The two-page write-up my team members provided was scattered with two different estimates: both trying to straddle the relationship between time and complexity. We'd asked for "t-shirt" sizes and ended up with two, typically phrased like "the t-shirt size for this piece is an 'S' by the first measure, and 'XXL' by the product manager's measure".
Massive red flag.
A quote often misattributed to W. Edwards Deming says "If you can't measure it, you can't manage it" (Deming actually said it's wrong to suppose you can't manage what you don't measure). While I actually like having data to back up decisions around a course of action, in our case it should be obvious that you can't infer anything based on disparate measurement approaches. We need a shared, understood basis from which to quantify our project items. It reduces confusion, ensures a common framework of understanding, and sets realistic expecatations for those who rely on the outcomes for decision-making.

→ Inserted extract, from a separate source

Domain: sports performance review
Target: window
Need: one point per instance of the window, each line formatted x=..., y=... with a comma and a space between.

Here's what I'm doing to attack the problem. Simply, the task is to settle an agreed set of examples for benchmarking the complexity or likely effort required in a given piece of work. In order to land on that, I'm going through past epics and projects and putting these to the team as frames of reference for future estimations. I'm also going to reinforce messaging that explains that we're looking for estimates, not concrete timeframes. This last point is important as I don't want my team to feel that they're about to be committed on a deadline before being able to adequately scope out the work.

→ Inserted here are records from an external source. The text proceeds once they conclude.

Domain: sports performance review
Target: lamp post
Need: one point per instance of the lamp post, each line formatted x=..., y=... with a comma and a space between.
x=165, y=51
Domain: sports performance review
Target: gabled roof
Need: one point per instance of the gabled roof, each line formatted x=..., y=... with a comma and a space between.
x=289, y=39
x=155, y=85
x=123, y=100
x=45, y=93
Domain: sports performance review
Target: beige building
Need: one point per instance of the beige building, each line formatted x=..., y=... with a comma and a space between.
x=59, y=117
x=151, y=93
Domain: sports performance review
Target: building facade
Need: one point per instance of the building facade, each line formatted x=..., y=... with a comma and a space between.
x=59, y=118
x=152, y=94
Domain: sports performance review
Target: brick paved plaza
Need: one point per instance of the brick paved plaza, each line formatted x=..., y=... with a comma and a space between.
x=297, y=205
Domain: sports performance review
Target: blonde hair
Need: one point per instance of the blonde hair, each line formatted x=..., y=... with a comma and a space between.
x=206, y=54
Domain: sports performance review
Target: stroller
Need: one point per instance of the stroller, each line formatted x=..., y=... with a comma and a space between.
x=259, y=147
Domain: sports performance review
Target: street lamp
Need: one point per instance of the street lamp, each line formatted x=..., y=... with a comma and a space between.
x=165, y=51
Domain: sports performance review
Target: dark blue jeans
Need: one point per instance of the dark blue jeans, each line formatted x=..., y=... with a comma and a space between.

Metrics need to be actionable. As a manager, I want to ensure I'm not overloading my team and can also set reasonable expectations with my own managers. But in order to do that reliably, I need my team to be able to compare and evaluate their estimates so that they're equipped to contribute to their own pipeline management. Managing by numbers alone is a bad idea: you need to take a data informed management approach; not a data driven one. But before you even move to relying on decision-making through data, you need to be confident that the data you're working from is a real representation of the system.